From Corruption to Joy
Opening Prayer
Loving God, You are my maker and my God. Your praise continually rises from my heart to Your throne.
Read Psalm 53:1-6
[1] For the director of music. According to
Scripture taken from the THE HOLY BIBLE, NEW INTERNATIONAL VERSION, NIV Copyright © 1973, 1978, 1984, 2011 by Biblica, Inc.® Used by permission. All rights reserved worldwide.
Reflect
A “fool” is not necessarily lacking intelligence; many atheists and unbelievers are highly learned. Fools are people who reject God.
What a depressing picture: corruption, vile ways, “no one who does good” (1). “God looks down” (2) and still sees what “he saw” on the earth before the flood (Gen. 6:5,11,12; 8:21). Paul quotes vs. 1-3 in demonstrating that, whether Jew or Gentile, “all have sinned” (Rom. 3:10-12,23). “There is no God” (1) is not the philosophical claim of the atheist but the practical atheism of denying any accountability to God, acting as if God does not exist or is irrelevant to how we live, whether at home or in business, in entertainment or in politics. It says, “I am independent; I can decide for myself”–a state of mind that has been with us since Adam and Eve (Gen. 3:4-6). Being “corrupt” is the outworking of the so-called wisdom by which “fools” deny that “the fear of the Lord is the beginning of wisdom” (Psa. 111:10; Prov. 9:10), a foreshadowing of the Enlightenment claim of autonomous reason and the goal of self-sufficiency.

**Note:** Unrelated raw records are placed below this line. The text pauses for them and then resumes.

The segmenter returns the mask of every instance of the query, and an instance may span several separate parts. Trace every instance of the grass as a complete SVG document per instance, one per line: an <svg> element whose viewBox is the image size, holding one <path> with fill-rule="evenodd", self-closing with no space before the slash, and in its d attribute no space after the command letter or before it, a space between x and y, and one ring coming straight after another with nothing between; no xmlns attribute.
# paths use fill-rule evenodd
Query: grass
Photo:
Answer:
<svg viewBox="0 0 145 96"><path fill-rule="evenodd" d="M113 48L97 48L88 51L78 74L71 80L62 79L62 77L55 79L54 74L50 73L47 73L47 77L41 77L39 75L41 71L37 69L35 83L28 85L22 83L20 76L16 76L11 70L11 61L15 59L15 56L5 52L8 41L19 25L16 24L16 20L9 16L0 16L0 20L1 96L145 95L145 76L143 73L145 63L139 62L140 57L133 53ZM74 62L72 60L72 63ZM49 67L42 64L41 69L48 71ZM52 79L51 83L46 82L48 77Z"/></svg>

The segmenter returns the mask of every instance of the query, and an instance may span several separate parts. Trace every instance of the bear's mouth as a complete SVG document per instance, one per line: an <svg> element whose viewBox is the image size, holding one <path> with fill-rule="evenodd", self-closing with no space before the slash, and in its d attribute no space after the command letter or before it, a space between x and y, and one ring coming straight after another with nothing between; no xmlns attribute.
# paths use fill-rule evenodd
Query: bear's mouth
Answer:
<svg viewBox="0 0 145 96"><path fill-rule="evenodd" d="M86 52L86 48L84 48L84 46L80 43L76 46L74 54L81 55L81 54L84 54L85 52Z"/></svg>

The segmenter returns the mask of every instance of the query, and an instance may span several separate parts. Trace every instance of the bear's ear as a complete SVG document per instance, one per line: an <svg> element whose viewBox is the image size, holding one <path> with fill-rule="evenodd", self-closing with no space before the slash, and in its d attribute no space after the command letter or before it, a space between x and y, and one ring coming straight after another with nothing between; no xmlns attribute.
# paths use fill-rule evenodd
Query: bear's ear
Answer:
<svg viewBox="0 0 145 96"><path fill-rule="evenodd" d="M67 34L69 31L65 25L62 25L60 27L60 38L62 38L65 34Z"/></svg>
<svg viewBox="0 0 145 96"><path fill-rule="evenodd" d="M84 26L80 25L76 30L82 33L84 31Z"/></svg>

But we also read of “my people” (4) and the ending sees God restoring “his people.” There are two groups: “my people” are now suffering at the hands of “evildoers.” Other than Psalm 53’s use only of “God” (common in Psas. 42-83), the greatest difference from the almost identical Psalm 14 is v. 5, where the focus is on God’s judgment on the wicked (compare 14:5,6). Thus it reinforces the message of the preceding Psalm 52. Sin may be pervasive, but God in his mercy and grace has brought into being a people who “call on God” (50:15; Isa. 55:6; Rom. 10:12,13) and who can look forward to his saving, restoring work. Amidst human corruption, those who have become part of “Israel” have cause to “rejoice and … be glad” (6).
Apply
In your worship today, recognize again universal human sinfulness, “rejoice and be glad” because of your redemption, and pray for a world that acts as if there were no God.
Closing prayer
Lord, I pray for those who are overwhelmed with dread, where there is nothing to dread (5). May the Holy Spirit penetrate their despair and point them to the peace of God.